Rapprocher le résultat avec la composition du composé. Si un certificat d’analyse (COA) indique à la fois 99 % de L-thréonate de magnésium et 12 % de magnésium pour une spécification monohydratée prévoyant 7,2 % à 8,3 %, ces chiffres justifient une enquête.
Dans un complément fini, établir le lien suivant :
> Magnésium de la matière première × quantité prévue dans la formule × hypothèses relatives au procédé = magnésium élémentaire attendu par portion
Ensuite, définir comment la vérification du produit fini et les tolérances figurant sur l’étiquette sont gérées.
Lire Pourquoi les prix du L-thréonate de magnésium varient-ils autant pour observer comment les différences de calcul influencent le prix.
Examiner le L-thréonate et les impuretés pertinentes
Le contre-ion fait partie de l’identité. Un matériau contenant du magnésium et un signal d’acide organique n’est pas automatiquement qualifié de L-thréonate de magnésium.
Le programme d’impuretés exact doit refléter le procédé de fabrication. La spécification européenne inclut des limites pour l’acide oxalique et l’éthanol résiduel, ce qui reflète les informations figurant dans l’évaluation du procédé et de la sécurité du matériau autorisé.
Demandez :
– Quels sont les matières premières ?
– Quelles impuretés liées au procédé sont plausibles ?
– Quels solvants résiduels sont utilisés ?
– Des produits de dégradation sont-ils connus ?
– La méthode permet-elle de séparer le L-thréonate des acides apparentés ?
– Les limites d’impuretés sont-elles justifiées scientifiquement et réglementairement ?
Ne pas reprendre un essai d’impuretés d’un autre fournisseur sans avoir vérifié si son procédé est identique.
Contrôler les métaux lourds et la microbiologie
Définir des limites de contaminants en fonction de la destination, de la posologie et du risque. L’expression « métaux lourds < 10 ppm » est souvent trop vague, car elle ne précise pas les résultats individuels pour le plomb, l’arsenic, le cadmium et le mercure.
Demande :
- analytes nommés ;
- limites individuelles ;
- résultats réels ;
- méthode ;
- préparation de l’échantillon ;
- base et unités ; et
- compétence du laboratoire.
Les contrôles microbiologiques peuvent inclure le nombre aérobique total, les levures et moisissures, ainsi que l’absence de pathogènes spécifiés. Le risque lié au produit fini peut différer de celui de la matière première, car le mélange, la manipulation et l’emballage ajoutent des étapes.
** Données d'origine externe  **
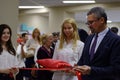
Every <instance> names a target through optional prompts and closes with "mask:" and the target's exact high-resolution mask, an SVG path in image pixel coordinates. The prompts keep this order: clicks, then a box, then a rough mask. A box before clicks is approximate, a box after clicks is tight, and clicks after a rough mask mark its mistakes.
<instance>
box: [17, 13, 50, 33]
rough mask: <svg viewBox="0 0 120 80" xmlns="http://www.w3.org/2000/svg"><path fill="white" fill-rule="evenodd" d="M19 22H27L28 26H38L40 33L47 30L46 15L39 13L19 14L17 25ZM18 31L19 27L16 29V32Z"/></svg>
mask: <svg viewBox="0 0 120 80" xmlns="http://www.w3.org/2000/svg"><path fill="white" fill-rule="evenodd" d="M21 24H27V25H28V26H32V27H34V28H39V29H40V32H41V33H46V32H48V31H49V29H48V28H49V26H48V17H46V16H42V15H40V14H27V15H19V26H20V25H21ZM19 31H20V29H18V33H19Z"/></svg>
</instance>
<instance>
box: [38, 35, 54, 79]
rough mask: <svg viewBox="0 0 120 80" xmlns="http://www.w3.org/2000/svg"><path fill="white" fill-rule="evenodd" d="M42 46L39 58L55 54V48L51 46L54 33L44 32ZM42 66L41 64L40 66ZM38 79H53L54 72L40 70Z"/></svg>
mask: <svg viewBox="0 0 120 80" xmlns="http://www.w3.org/2000/svg"><path fill="white" fill-rule="evenodd" d="M41 41H42V46H41V47H40V48H39V49H38V52H37V59H38V60H39V59H48V58H52V56H53V48H51V46H52V43H53V35H52V34H43V35H42V38H41ZM39 68H40V66H39ZM37 74H38V76H37V80H52V75H53V72H51V71H47V70H44V71H41V70H38V73H37Z"/></svg>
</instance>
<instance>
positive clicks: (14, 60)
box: [0, 24, 18, 80]
mask: <svg viewBox="0 0 120 80" xmlns="http://www.w3.org/2000/svg"><path fill="white" fill-rule="evenodd" d="M11 36H12V31H11V28H10V27H9V25H7V24H1V25H0V80H15V75H16V73H18V68H17V67H18V61H17V57H16V51H15V49H14V47H13V44H12V42H11Z"/></svg>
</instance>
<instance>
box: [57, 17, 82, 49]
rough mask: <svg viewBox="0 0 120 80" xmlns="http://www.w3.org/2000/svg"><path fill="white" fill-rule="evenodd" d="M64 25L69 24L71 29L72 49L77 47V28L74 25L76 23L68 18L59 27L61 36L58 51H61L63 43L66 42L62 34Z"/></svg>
mask: <svg viewBox="0 0 120 80" xmlns="http://www.w3.org/2000/svg"><path fill="white" fill-rule="evenodd" d="M65 23H70V24H71V25H72V27H73V30H74V31H73V35H72V39H73V47H76V45H77V40H80V38H79V35H78V28H77V25H76V22H75V20H74V19H72V18H68V19H66V20H64V22H63V24H62V26H61V36H60V45H59V49H62V48H63V43H64V41H65V40H66V36H65V34H64V31H63V29H64V24H65Z"/></svg>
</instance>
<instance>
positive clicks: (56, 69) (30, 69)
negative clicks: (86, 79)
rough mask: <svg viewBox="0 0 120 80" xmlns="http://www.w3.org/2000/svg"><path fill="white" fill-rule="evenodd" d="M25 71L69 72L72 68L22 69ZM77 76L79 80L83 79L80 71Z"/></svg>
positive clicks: (77, 72) (42, 68)
mask: <svg viewBox="0 0 120 80" xmlns="http://www.w3.org/2000/svg"><path fill="white" fill-rule="evenodd" d="M20 69H23V70H53V71H62V70H63V71H67V70H70V69H72V68H20ZM76 76H77V78H78V80H82V78H81V73H80V72H79V71H76Z"/></svg>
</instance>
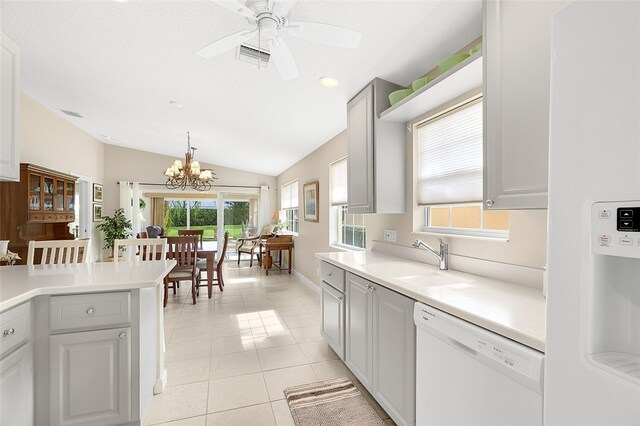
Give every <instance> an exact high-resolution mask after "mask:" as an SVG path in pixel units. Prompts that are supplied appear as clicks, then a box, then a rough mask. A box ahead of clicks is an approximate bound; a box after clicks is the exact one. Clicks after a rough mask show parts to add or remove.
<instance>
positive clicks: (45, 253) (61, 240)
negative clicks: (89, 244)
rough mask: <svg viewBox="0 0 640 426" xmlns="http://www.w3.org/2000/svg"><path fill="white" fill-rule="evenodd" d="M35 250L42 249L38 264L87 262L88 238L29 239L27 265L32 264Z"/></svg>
mask: <svg viewBox="0 0 640 426" xmlns="http://www.w3.org/2000/svg"><path fill="white" fill-rule="evenodd" d="M36 250H42V256H41V257H40V265H60V264H63V263H89V239H82V240H48V241H29V251H28V254H27V265H33V264H34V262H35V251H36Z"/></svg>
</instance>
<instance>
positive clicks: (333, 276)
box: [320, 262, 344, 293]
mask: <svg viewBox="0 0 640 426" xmlns="http://www.w3.org/2000/svg"><path fill="white" fill-rule="evenodd" d="M320 277H321V278H322V281H324V282H326V283H328V284H331V285H332V286H334V287H335V288H337V289H338V290H340V291H341V292H343V293H344V270H343V269H340V268H338V267H337V266H334V265H332V264H330V263H327V262H321V263H320Z"/></svg>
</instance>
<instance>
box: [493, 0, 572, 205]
mask: <svg viewBox="0 0 640 426" xmlns="http://www.w3.org/2000/svg"><path fill="white" fill-rule="evenodd" d="M567 4H568V2H562V1H542V0H541V1H518V0H485V3H484V23H483V31H484V33H483V39H484V52H483V56H484V108H485V111H484V137H485V141H484V146H485V166H484V198H485V204H486V207H487V208H490V209H539V208H547V181H548V162H549V76H550V63H551V19H552V17H553V15H554V14H555V13H556V12H558V11H559V10H561V9H562V8H564V7H565V6H566V5H567Z"/></svg>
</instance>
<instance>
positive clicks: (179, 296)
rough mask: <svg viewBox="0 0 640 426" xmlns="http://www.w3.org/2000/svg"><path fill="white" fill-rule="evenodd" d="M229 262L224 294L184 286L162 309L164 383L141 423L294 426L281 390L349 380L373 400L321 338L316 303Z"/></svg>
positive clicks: (285, 285) (356, 379) (280, 285)
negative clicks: (210, 294) (167, 372)
mask: <svg viewBox="0 0 640 426" xmlns="http://www.w3.org/2000/svg"><path fill="white" fill-rule="evenodd" d="M248 265H249V262H248V261H246V262H245V261H243V262H241V263H240V266H237V265H236V262H235V261H233V262H227V263H226V266H225V272H224V273H225V284H226V285H225V289H224V292H222V293H221V292H220V291H218V290H217V289H216V290H215V292H214V296H213V297H212V298H211V299H208V298H207V295H206V293H207V292H206V289H204V288H203V289H201V290H200V296H199V297H198V303H197V304H196V305H192V304H191V297H190V295H189V285H188V284H187V283H183V285H182V286H181V288H180V290H179V291H178V294H177V295H175V296H174V295H171V294H170V296H169V304H168V306H167V308H165V335H166V342H167V352H166V356H165V360H166V368H167V372H168V382H167V387H166V389H165V391H164V392H163V393H162V394H160V395H156V396H155V397H154V399H153V402H152V404H151V408H150V410H149V413H148V414H147V417H146V419H145V425H159V424H163V425H164V424H166V425H184V426H192V425H193V426H203V425H209V426H211V425H278V426H281V425H293V420H292V418H291V413H290V412H289V407H288V405H287V402H286V401H285V400H284V394H283V393H282V391H283V389H285V388H287V387H289V386H293V385H298V384H304V383H311V382H315V381H318V380H324V379H330V378H334V377H341V376H348V377H350V378H351V380H352V381H353V382H354V384H356V386H357V387H358V388H359V389H360V391H361V392H362V393H363V394H364V395H365V397H366V398H367V400H368V401H369V402H370V404H371V405H372V406H373V407H374V409H375V410H376V411H377V412H378V413H379V415H380V417H381V418H383V419H385V422H386V423H387V424H390V425H393V424H394V423H393V421H392V420H390V419H389V416H388V415H387V414H386V413H385V412H384V411H383V410H382V408H380V406H379V405H378V404H377V403H376V402H375V401H374V400H373V399H372V398H371V396H370V395H369V394H368V393H367V391H366V390H365V389H364V388H363V387H362V385H361V384H360V383H359V382H358V381H357V379H356V378H355V377H354V376H353V375H352V374H351V372H350V371H349V370H348V369H347V367H346V366H345V365H344V364H343V363H342V361H340V360H339V359H338V357H337V355H336V354H335V353H334V352H333V351H332V350H331V348H329V346H328V345H327V344H326V343H325V342H324V340H323V338H322V336H321V335H320V331H319V330H320V298H319V295H318V294H317V293H315V292H314V291H313V290H311V289H310V288H309V287H307V286H306V285H305V284H303V283H302V282H301V281H300V280H299V279H297V278H296V277H295V276H294V275H289V274H287V273H286V271H285V272H280V271H273V272H271V273H270V275H269V276H265V275H264V272H263V271H262V270H261V269H260V268H258V267H257V266H256V265H254V267H253V268H249V266H248Z"/></svg>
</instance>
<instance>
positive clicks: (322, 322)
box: [321, 282, 344, 360]
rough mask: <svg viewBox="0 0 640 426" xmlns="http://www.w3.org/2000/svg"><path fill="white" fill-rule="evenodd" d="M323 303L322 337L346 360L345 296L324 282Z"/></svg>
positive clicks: (338, 354) (323, 282) (343, 358)
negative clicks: (345, 346)
mask: <svg viewBox="0 0 640 426" xmlns="http://www.w3.org/2000/svg"><path fill="white" fill-rule="evenodd" d="M321 303H322V329H321V333H322V336H324V338H325V340H326V341H327V343H328V344H329V346H331V348H332V349H333V350H334V352H335V353H336V354H337V355H338V356H339V357H340V359H343V360H344V294H343V293H341V292H340V291H338V290H336V289H335V288H333V287H332V286H331V285H329V284H327V283H325V282H323V283H322V299H321Z"/></svg>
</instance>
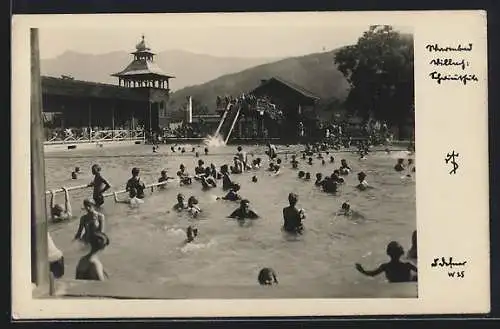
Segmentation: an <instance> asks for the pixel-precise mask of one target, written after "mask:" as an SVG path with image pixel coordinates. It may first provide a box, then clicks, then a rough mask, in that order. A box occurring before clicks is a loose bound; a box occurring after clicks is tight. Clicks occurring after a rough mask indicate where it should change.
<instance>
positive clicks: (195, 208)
mask: <svg viewBox="0 0 500 329" xmlns="http://www.w3.org/2000/svg"><path fill="white" fill-rule="evenodd" d="M187 210H188V212H189V214H190V215H191V217H193V218H196V217H198V215H199V214H200V213H201V208H200V206H198V199H196V197H195V196H190V197H189V199H188V205H187Z"/></svg>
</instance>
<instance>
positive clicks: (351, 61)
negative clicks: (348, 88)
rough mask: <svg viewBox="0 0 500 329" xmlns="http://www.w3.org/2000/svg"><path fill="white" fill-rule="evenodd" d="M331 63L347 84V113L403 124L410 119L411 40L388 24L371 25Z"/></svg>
mask: <svg viewBox="0 0 500 329" xmlns="http://www.w3.org/2000/svg"><path fill="white" fill-rule="evenodd" d="M335 64H337V66H338V69H339V70H340V72H342V74H343V75H344V76H345V77H346V79H347V81H348V82H349V84H350V85H351V90H350V92H349V95H348V96H347V99H346V101H345V106H346V108H347V109H348V110H349V111H352V112H356V113H358V114H359V115H361V116H362V117H364V118H365V119H367V118H368V117H370V116H372V117H373V118H375V119H378V120H385V121H387V122H388V123H390V124H395V125H399V126H400V125H403V124H405V123H406V122H407V121H408V120H409V119H411V116H413V110H412V107H413V100H414V71H413V37H412V36H411V35H406V34H401V33H399V32H397V31H395V30H394V29H393V28H392V27H391V26H388V25H373V26H370V28H369V30H368V31H366V32H364V33H363V36H362V37H360V38H359V39H358V42H357V43H356V44H355V45H352V46H347V47H344V48H343V49H341V50H340V51H338V52H337V53H336V55H335Z"/></svg>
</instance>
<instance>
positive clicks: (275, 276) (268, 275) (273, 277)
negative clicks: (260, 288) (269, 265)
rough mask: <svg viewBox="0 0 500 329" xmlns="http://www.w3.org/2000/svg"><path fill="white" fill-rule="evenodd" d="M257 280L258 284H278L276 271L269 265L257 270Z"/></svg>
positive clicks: (266, 285) (265, 285) (269, 285)
mask: <svg viewBox="0 0 500 329" xmlns="http://www.w3.org/2000/svg"><path fill="white" fill-rule="evenodd" d="M257 281H258V282H259V284H260V285H263V286H267V285H269V286H270V285H273V284H278V278H277V276H276V272H275V271H274V270H273V269H272V268H270V267H264V268H263V269H261V270H260V271H259V275H258V276H257Z"/></svg>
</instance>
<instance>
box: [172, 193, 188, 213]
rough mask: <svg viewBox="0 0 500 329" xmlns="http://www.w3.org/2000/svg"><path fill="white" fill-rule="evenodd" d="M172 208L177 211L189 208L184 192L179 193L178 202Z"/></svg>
mask: <svg viewBox="0 0 500 329" xmlns="http://www.w3.org/2000/svg"><path fill="white" fill-rule="evenodd" d="M172 208H173V209H174V210H176V211H182V210H184V209H187V208H188V207H187V204H186V202H184V194H182V193H179V194H177V203H176V204H175V205H174V206H173V207H172Z"/></svg>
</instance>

La spécification autorisée par l’UE fixe des limites microbiologiques particulières, mais un produit fini destiné à un autre marché peut nécessiter des contrôles supplémentaires ou différents.
Nos aperçu des analyses de contaminants dans les compléments alimentaires explique comment définir un panel spécifique à un marché.
Évaluer les propriétés physiques pour la fabricabilité
Une poudre chimiquement conforme peut toutefois générer des variations en production.
Mesurer ou suivre, le cas échéant :
- distribution granulométrique ;
- masse volumique apparente ;
- masse volumique tassée ;
- l’écoulement ;
- comportement hygroscopique ;
- l’aspect extérieur ;
- tendance à l’agglomération ; et
- solubilité ou dispersibilité des poudres.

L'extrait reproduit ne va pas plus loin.